На что Ульяна с вызовом:

- Мне сегодня пятнадцать в аккурат. Можно сказать, вовсе уже и не

двадцать седьмого.

Не робкого десятка всю жизнь была и остаётся. Определили настырную

во фрезеровщики. Сестра Галина через неделю тоже устроилась на

авиационный, её в литейный цех направили.

Ульяна семьсот граммов хлеба получала, а Галина по горячей сетке -

килограмм. Всё равно не хватало ни той, ни другой. Постоянно есть хотелось,

а ещё - спать. Галина однажды металл в кокиль залила да и уснула.

Как стояла, так и забылась. И окунулась в сказочный сон - будто перед

ней миска щей с мясом. Наваристых, густых. Ешь, сколько влезет. С аппетитом

литейщица принялась за такое богатство, да вдруг острая боль... Во

сне Галина деревянную ложку со щами поднесла к губам, наяву - ковшик,

которым заливала металл в форму, её литейщики на профессиональном

жаргоне ложкой именуют... Хорошо, не с пылу жару, но ощутимо обожгла

губу.

Ульяна, было дело, у работающего фрезерного станка уснула. Поставила

его на самоход, сама дверцу тумбочки открыла и голову на полочку


положила. Платок подстелила и уснула. Рассчитывала, пока станок деталь

пройдёт, минут десять сна ухватит. Проснулась, а станок натужно гудит,

вовремя не был остановлен и сломался... Боялась, начальник цеха распорядится

высчитывать за поломку. Запросто мог, но пронесло.

Ох, боевая Ульяна была. Начальник цеха, Пётр Абрамович, уважаемый

человек, сорок лет с хвостиком, из самой Москвы с заводом приехал, а

Ульяна шутку с ним учудила. Она и сейчас не пропустит случая пошутить.

В подъезд заходит, мимо молодая пара, муж с женой, проследовали и кричат

из лифта:

- Мы вас подождём.

Терпеливо держали двери, пока Ульяна Григорьевна ковыляла. Та вошла

в кабинку и говорит, тяжело дыша:

- Дожила я до тюки - нет ни хлеба, ни муки!

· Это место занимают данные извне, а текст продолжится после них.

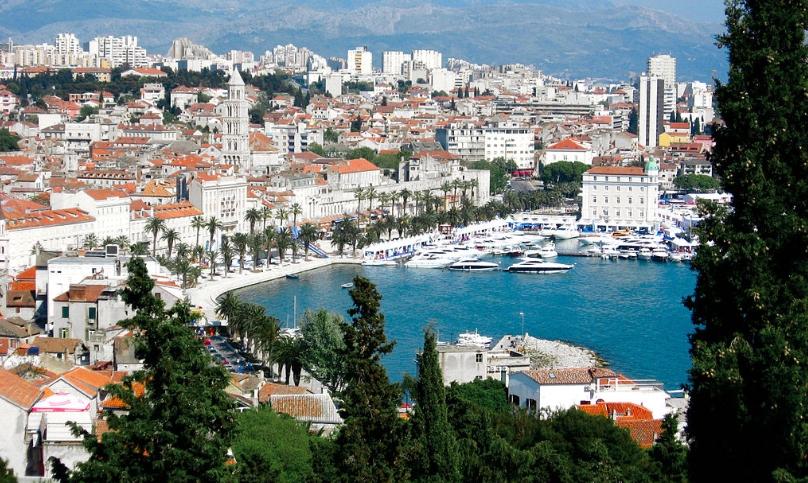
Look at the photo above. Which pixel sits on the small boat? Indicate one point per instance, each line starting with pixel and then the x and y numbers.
pixel 379 263
pixel 473 265
pixel 537 265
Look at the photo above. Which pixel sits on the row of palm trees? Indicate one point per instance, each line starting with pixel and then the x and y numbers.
pixel 420 198
pixel 261 335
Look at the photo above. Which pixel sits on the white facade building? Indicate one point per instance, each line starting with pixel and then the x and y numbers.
pixel 360 61
pixel 620 197
pixel 392 61
pixel 431 59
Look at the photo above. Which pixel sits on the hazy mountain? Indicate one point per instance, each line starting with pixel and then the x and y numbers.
pixel 572 38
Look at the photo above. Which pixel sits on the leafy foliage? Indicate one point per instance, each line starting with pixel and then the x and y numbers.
pixel 180 427
pixel 749 377
pixel 271 447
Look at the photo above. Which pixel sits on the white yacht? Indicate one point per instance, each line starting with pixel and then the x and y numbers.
pixel 538 265
pixel 473 265
pixel 546 251
pixel 473 339
pixel 428 261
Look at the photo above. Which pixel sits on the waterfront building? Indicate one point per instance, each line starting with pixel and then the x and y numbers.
pixel 235 124
pixel 620 197
pixel 651 110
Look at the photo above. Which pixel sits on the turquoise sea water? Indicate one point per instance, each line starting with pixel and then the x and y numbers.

В квартире не успела обувь снять, звонок. Открывает дверь, на пороге

мужчина, с которым ехала в лифте, он протягивает булку хлеба и пакет молока:

- Возьмите, бабушка. Поешьте.

За чистую монету принял сетования «ни хлеба, ни муки». Ульяна Григорьевна

подружкам рассказывает:

- Вот так булку хлеба заработала попрошайка.

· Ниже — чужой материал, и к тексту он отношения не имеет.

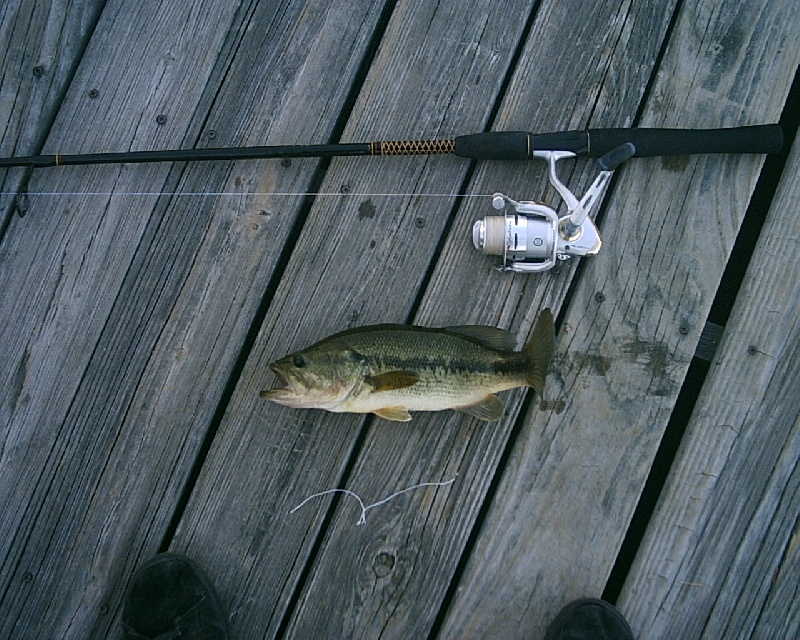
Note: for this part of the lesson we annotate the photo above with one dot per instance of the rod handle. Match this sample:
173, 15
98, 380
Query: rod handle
520, 145
766, 138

В то военное первое апреля отправил начальник цеха фрезеровщицу

в командировку на другую территорию завода. Идти-то недалеко, километра

два, да самая распутица - грязь по колено и дождь льёт и льёт. Вернулась

Ульяна, а бес-то и подтолкнул отметить день розыгрышей. Война

войной, да неформальный праздник смеха помнили. Отчиталась перед начальником

о выполнении задания, после чего с честными глазами говорит:

- Вас Шехман зовёт.

- Зачем?

- Не знаю, сказал, явиться.

Начальник проворчал на подчинённую, дескать, являются только святые.

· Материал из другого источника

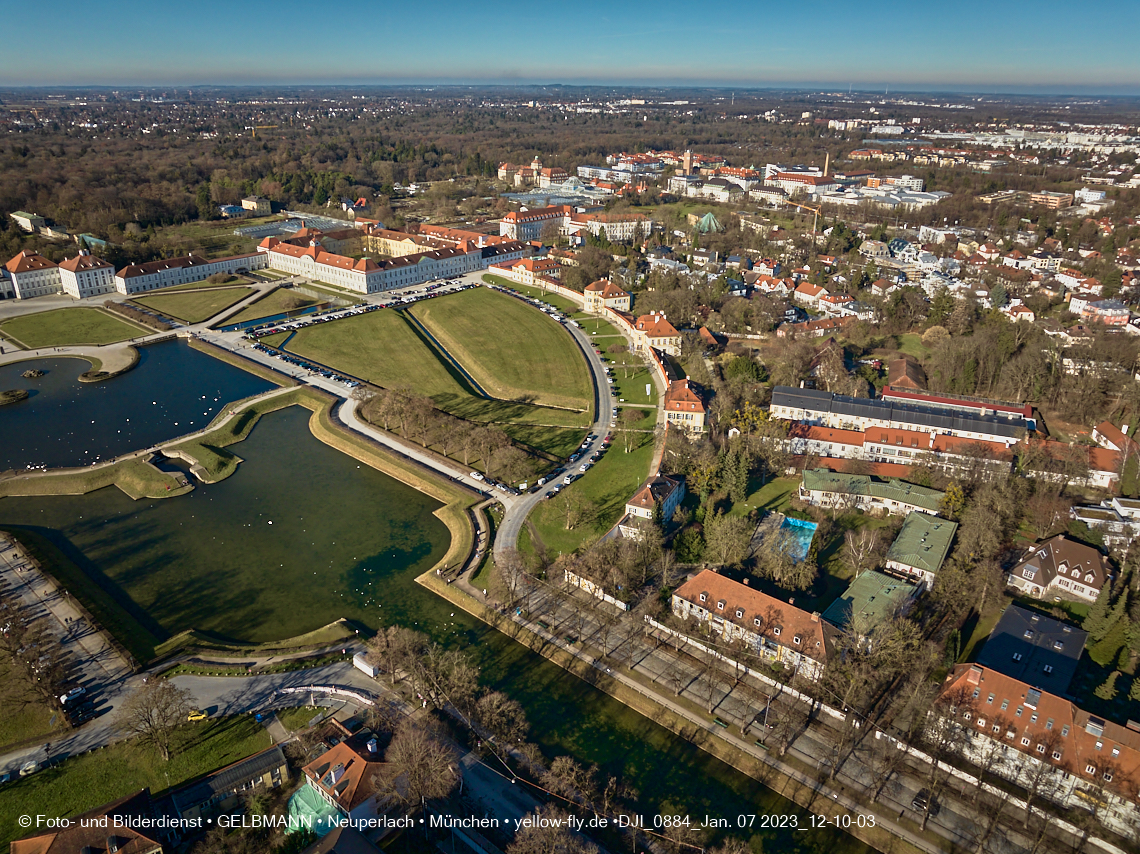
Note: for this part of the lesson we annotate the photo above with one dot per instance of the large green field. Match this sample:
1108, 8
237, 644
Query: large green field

Не хотелось ему тащиться по дождю и грязи. Да куда денешься - замдиректора

требует к себе.

Ушёл, а на Ульяну страх напал. Пётр Абрамович не знакомый с соседней

улицы - может выгнать или приказ выпустит с зарплаты высчитывать.

Зимой с двумя девчонками из цеха, соседками по Левобережью, опоздала

на «Ветку». Так в народе звали поезд, что возил жителей Левобережья

на правый берег. Второе имя у него было «Тёща», данное острословами за

противный голос. Паровоз гудел резко и пронзительно, как расходившаяся

во гневе тёща. Опоздали девчонки на «Тёщу». По льду перешли Иртыш

и бегом на завод. Как ни торопились, не успели. Это грозило большими

неприятностями, за двадцать одну минуту опоздания по законам военного

времени под суд могли отдать. Они минут на двадцать пять позже контрольного

срока миновали проходную.

Начальник вызывает, первой к Ульяне грозно обратился:

- Почему опоздала?

Ульяна какчувствовала: чем меньше слов - тем мягче кара. Только и сказала,

что на «Тёщу» опоздала. И замолкла. Девчонки давай оправдываться:


и по Иртышу тяжело идти, ветер сбивает, и обувка-одёжка плохая, спецовку

всё обещаете, а не даёте. Наговорили семь вёрст до небес. Ещё и

пререкаться надумали с начальником, когда тот сказал «раньше из дома

выходить надо». На следующий день приказ вывесили по факту опоздания.

Товаркам Ульяны выговор влепили. Выговор - это ладно, он есть не

просит, карман не тянет. Самая обидная другая часть приказа, которая

гласила: в течение шести месяцев высчитывать двадцать пять процентов

из заработка нарушителей. Наказанные побежали к начальнику цеха за

справедливостью. Дескать, мы втроём опоздали, а высчитывают с двоих.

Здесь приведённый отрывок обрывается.